Sentiu que ia perder o filho, orgulho de sua velhice, como Ararê tinha sido o orgulho de sua mocidade. Uma lágrima deslizou pela sua face cor de cobre.

– Mãe, toma o arco de Peri; enterra junto dos ossos de seu pai: e queima a cabana de Ararê.

– Não; se algum dia Peri voltar, achará a cabana de seu pai, e sua mãe para amá-lo: tudo vai ficar triste até que a lua das flores leve o filho de Ararê ao campo onde nasceu.

Peri abanou a cabeça com tristeza:

– Peri não voltará!

Sua mãe fez um gesto de espanto e desespero.

– O fruto que cai da árvore não torna mais a ela; a folha que se despega do ramo murcha, seca e morre; o vento a leva. Peri é a folha; tu és a árvore, mãe. Peri não voltará ao teu seio.

– A virgem branca salvou tua mãe; devia deixá-la morrer, para não lhe roubar seu filho. Uma mãe sem seu filho é uma terra sem água; queima e mata tudo que se chega a ela.

Estas palavras foram acompanhadas de um olhar de ameaça, em que se revelava a ferocidade do tigre que defende os seus cachorrinhos.

– Mãe, não ofende a senhora; Peri morreria, e na última hora não se lembraria de ti.

Os dois ficaram algum tempo em silêncio.

– Tua mãe fica! disse a índia com um acento de resolução.

– E quem será a mãe da tribo? Quem guardará a cabana de Peri? Quem contará aos pequenos as guerras de Ararê, forte entre os mais fortes? Quem dirá quantas vezes a nação Goitacá levou o fogo à taba dos brancos e venceu os homens do raio?
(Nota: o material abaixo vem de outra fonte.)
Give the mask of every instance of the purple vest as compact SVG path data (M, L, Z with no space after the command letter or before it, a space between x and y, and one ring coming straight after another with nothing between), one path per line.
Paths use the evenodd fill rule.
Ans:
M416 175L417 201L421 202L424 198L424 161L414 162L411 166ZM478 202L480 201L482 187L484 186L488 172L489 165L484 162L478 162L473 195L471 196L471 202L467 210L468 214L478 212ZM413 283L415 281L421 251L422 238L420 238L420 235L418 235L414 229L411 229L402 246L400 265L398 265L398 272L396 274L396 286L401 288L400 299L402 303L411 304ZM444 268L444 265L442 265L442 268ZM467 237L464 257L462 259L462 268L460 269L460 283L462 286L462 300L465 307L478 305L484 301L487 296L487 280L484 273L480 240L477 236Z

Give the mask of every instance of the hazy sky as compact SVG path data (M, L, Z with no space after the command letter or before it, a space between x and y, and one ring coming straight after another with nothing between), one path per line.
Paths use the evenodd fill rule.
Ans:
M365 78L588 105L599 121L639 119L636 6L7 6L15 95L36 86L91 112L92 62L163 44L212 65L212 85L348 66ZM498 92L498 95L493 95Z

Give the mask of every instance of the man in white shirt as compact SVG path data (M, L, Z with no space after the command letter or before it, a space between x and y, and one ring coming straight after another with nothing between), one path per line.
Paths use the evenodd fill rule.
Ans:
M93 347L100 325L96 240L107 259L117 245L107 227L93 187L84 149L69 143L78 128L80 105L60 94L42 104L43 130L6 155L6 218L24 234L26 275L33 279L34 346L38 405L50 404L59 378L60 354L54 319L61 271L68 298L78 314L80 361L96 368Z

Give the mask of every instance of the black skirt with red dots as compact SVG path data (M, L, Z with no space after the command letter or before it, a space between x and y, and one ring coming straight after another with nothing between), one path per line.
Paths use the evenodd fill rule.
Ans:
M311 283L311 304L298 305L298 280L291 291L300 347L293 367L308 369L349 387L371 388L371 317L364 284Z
Quem há de preparar os vinhos e as bebidas para os guerreiros, e ensinar aos filhos os costumes dos velhos?

Peri proferiu estas palavras com a exaltação, que despertavam nele as reminiscências de sua vida selvagem; a índia ficou pensativa e respondeu:

– Tua mãe volta; vai te esperar na porta da cabana, à sombra do jambeiro; se a flor do jambo vier sem Peri, tua mãe não verá os frutos da árvore.

A índia pousou as mãos sobre os ombros de seu filho e encostou a fronte na fronte dele; durante um momento as lágrimas que saltavam dos olhos de ambos se confundiram.

Depois ela afastou-se lentamente; Peri seguiu-a com os olhos até que desapareceu na floresta; esteve a correr, chamá-la e partir com ela. Mas o vento lhe trazia a voz argentina de Cecília que falava com seu pai; ficou.

Nessa mesma noite construíra aquela pequena cabana que se via na ponta do rochedo, e que ia ser o seu mundo.

Passaram três meses.

Cecília, que um momento conseguira vencer a repugnância que sentia pelo selvagem, quando lhe ordenara que ficasse, não se lembrou da ingratidão que cometia e não disfarçou mais a sua antipatia.

Quando o índio chegava-se a ela, soltava um grito de susto; ou fugia, ou ordenava-lhe que se retirasse; Peri, que já falava e entendia o português, afastava-se triste e humilde.

Entretanto a sua dedicação não se desmentia; ele acompanhava a D.